Çok kısaca özetlememiz gerekirse, bölgemizin bizlere
sunduğu kalite ve çeşitliliğin hakkını vermeye çalışıyoruz!
Bölgemizin bahşettiği ot, meyve ve sebzeleri
mevsimlerinde doğadan toplayarak saklıyoruz. Saklamada
temel kaygımız, ürünlerin besin değerlerini kaybetmemesi,
"tarımda sürdürülebilirlik"e inanıyoruz. Bu nedenle
köyümüzü merkez alan kuş uçumu 200 kilometrelik bir
çap dışından tarımsal ürün temin etmemeyi ilke alıyoruz.
Lezzet, çeşit ve sağlıklı beslenmenin biribirlerinin
alternatifi değil fakat tamamlayıcı unsurları olduğunu
biliyor ve uyguluyoruz.
Hiçbir reçelimizin meyvesini dışarıdan almıyor, kendi
ellerimizle topluyoruz! Mevsiminde dağ çileğini dağdan,
harnup’u bahçemizden hasat ediyoruz.
Serbest gezmeyen, doğal beslenmeyen hiçbir tavuğu ne
yiyor ne de servis ediyoruz. Kahvaltıda sunduğumuz hiçbir
yumurta endüstriyel değil.
Maalesef sahip olduğumuz zeytinlikler yeterince bakım
görmediği için kendi zeytinyağı üretimimiz yetmiyor.

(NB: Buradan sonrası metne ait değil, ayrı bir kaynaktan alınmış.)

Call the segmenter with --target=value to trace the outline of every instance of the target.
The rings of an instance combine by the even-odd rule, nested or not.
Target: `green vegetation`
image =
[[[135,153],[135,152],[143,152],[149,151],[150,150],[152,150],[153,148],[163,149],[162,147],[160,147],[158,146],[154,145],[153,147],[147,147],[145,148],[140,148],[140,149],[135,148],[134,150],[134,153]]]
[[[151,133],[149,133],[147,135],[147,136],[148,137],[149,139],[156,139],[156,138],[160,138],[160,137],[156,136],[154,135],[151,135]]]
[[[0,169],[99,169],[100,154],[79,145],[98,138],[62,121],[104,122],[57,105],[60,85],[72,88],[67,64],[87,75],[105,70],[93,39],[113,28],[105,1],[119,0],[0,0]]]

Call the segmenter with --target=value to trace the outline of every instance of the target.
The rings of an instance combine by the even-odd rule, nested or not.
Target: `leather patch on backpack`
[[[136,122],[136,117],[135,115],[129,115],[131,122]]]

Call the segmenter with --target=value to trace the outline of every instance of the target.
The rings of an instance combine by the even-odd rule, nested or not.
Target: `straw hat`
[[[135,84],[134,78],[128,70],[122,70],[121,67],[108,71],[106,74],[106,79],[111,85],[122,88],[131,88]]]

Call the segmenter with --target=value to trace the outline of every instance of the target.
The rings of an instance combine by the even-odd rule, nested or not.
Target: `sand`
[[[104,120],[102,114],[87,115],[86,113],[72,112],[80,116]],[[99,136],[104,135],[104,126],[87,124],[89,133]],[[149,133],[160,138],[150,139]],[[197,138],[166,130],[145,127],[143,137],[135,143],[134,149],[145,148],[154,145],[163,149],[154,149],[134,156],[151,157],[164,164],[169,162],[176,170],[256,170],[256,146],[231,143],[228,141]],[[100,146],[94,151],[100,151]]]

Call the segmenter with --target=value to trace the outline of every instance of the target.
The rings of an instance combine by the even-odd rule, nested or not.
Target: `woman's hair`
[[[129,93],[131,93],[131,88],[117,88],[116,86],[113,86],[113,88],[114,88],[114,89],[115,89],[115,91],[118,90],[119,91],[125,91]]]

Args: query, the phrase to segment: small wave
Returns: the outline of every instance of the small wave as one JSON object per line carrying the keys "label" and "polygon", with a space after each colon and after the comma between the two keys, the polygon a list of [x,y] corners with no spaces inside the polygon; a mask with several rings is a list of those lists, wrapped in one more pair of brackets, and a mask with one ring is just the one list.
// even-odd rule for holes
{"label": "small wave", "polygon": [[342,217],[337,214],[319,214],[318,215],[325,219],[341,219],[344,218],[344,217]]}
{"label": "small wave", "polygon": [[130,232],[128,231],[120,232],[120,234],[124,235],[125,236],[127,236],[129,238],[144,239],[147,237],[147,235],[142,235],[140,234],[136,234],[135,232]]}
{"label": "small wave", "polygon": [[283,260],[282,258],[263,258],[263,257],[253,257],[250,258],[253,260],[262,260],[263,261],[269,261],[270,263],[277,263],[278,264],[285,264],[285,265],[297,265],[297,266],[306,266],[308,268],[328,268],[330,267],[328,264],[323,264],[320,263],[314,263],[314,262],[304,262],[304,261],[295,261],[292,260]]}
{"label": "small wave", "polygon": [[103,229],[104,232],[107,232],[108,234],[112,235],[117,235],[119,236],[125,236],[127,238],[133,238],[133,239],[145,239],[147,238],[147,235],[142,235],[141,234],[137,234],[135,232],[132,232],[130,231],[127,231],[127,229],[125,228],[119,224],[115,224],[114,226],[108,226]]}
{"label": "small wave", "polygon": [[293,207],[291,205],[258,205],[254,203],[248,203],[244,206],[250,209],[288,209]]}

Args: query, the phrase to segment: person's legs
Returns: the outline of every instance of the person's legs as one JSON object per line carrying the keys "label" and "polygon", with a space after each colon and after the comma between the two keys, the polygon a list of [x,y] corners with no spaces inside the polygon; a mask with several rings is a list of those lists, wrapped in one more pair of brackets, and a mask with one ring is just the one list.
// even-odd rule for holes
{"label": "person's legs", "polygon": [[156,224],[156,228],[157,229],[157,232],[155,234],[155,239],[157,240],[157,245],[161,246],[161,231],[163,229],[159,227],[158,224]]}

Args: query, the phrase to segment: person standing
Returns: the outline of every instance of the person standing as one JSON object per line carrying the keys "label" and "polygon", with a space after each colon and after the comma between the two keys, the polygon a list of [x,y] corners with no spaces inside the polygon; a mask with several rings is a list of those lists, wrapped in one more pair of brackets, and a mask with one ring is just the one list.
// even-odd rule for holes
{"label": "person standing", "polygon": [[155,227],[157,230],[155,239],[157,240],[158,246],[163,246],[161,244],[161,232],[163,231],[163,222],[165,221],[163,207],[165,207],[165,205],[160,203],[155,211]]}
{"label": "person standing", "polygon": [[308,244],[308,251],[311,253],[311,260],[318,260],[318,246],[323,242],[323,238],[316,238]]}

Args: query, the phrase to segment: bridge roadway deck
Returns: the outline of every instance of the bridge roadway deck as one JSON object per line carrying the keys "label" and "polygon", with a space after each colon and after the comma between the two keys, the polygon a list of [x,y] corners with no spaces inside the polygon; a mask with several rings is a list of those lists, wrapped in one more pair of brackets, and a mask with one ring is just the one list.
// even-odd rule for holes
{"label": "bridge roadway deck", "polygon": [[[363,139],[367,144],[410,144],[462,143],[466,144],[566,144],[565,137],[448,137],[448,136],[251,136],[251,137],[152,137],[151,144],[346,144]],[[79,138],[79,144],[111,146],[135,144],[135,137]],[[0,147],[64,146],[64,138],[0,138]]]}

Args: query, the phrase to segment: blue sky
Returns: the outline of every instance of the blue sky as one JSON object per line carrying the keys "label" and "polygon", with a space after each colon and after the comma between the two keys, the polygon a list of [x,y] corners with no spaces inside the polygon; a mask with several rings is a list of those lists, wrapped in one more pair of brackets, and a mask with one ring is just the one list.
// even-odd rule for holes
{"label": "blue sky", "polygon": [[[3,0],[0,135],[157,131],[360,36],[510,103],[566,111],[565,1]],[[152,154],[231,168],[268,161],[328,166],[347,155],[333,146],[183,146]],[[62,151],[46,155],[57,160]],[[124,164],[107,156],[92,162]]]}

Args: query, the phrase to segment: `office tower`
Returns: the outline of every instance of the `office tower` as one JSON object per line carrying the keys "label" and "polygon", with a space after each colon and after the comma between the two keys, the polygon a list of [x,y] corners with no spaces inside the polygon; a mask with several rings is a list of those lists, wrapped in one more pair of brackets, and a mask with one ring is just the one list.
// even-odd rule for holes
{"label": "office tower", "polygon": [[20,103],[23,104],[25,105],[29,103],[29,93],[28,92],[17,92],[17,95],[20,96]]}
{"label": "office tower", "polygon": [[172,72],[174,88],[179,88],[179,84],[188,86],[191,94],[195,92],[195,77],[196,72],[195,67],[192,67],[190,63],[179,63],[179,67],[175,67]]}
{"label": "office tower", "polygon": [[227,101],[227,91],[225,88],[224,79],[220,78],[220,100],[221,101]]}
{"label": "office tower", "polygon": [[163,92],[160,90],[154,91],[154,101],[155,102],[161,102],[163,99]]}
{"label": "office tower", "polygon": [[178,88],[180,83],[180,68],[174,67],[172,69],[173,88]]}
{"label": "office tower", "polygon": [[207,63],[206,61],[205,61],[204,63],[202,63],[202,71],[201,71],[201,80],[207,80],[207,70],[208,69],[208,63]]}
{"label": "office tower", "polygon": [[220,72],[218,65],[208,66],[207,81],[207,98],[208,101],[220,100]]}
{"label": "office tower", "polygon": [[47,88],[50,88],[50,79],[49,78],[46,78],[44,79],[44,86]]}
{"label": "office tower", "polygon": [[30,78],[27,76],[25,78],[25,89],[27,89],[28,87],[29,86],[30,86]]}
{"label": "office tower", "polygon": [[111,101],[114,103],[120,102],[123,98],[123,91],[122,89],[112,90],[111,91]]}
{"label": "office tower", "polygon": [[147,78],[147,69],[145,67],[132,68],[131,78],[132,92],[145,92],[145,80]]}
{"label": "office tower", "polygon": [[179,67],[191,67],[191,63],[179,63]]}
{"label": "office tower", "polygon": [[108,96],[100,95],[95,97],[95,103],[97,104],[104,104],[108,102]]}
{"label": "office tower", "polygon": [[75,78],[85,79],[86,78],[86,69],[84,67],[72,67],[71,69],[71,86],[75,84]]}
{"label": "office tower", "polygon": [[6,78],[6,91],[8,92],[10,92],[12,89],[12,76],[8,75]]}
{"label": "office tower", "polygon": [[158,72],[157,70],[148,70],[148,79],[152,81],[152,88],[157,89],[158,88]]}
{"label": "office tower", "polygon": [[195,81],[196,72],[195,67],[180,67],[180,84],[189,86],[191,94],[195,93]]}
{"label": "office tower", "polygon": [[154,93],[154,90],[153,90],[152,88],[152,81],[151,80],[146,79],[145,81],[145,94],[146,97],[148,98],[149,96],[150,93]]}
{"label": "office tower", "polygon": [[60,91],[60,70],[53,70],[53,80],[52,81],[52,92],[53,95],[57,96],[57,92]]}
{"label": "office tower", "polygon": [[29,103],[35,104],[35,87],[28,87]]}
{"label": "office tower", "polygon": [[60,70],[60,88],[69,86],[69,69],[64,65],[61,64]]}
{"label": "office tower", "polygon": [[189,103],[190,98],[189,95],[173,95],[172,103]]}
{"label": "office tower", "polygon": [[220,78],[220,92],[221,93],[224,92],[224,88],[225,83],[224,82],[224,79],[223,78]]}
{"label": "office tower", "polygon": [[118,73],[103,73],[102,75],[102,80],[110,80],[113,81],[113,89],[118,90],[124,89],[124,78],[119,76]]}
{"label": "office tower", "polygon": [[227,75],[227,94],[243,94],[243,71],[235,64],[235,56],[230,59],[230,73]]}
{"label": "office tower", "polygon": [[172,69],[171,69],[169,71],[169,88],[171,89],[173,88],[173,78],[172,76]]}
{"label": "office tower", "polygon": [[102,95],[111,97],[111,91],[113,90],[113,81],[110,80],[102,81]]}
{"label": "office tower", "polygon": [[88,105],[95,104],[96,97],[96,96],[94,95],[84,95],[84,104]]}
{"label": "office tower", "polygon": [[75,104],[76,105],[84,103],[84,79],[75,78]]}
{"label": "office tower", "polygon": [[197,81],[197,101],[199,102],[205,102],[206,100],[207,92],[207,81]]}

Bunun için ‘’kadın emeğinin’’ öncü olacağı bir kooperatif
örgütlenmesi içinde ‘’2deniz’’ markalı zeytinyağı üretimini
hedefliyoruz. Pek tabii, taş baskı, soğuk sıkım…
Fetiş ‘’organik’’ şehir efsanesi sözcüğünü
sertifikalandırana kadar kullanmamaya özen
gösteriyoruz...
Deniz balıkları ve çiftlik balıklarını ayrı tepsilerde
sunuyoruz. Kum midyesi ‘’Vongole’’yi dondurulmuş
kullanmıyor, Dalyan’dan tedarik ediyoruz. Keza mavi
yengecimiz de Dalyan’dan geliyor...
En önemlisi, bütün bunları kocaman bir "hijyen" parantezi
içinde yapıyoruz…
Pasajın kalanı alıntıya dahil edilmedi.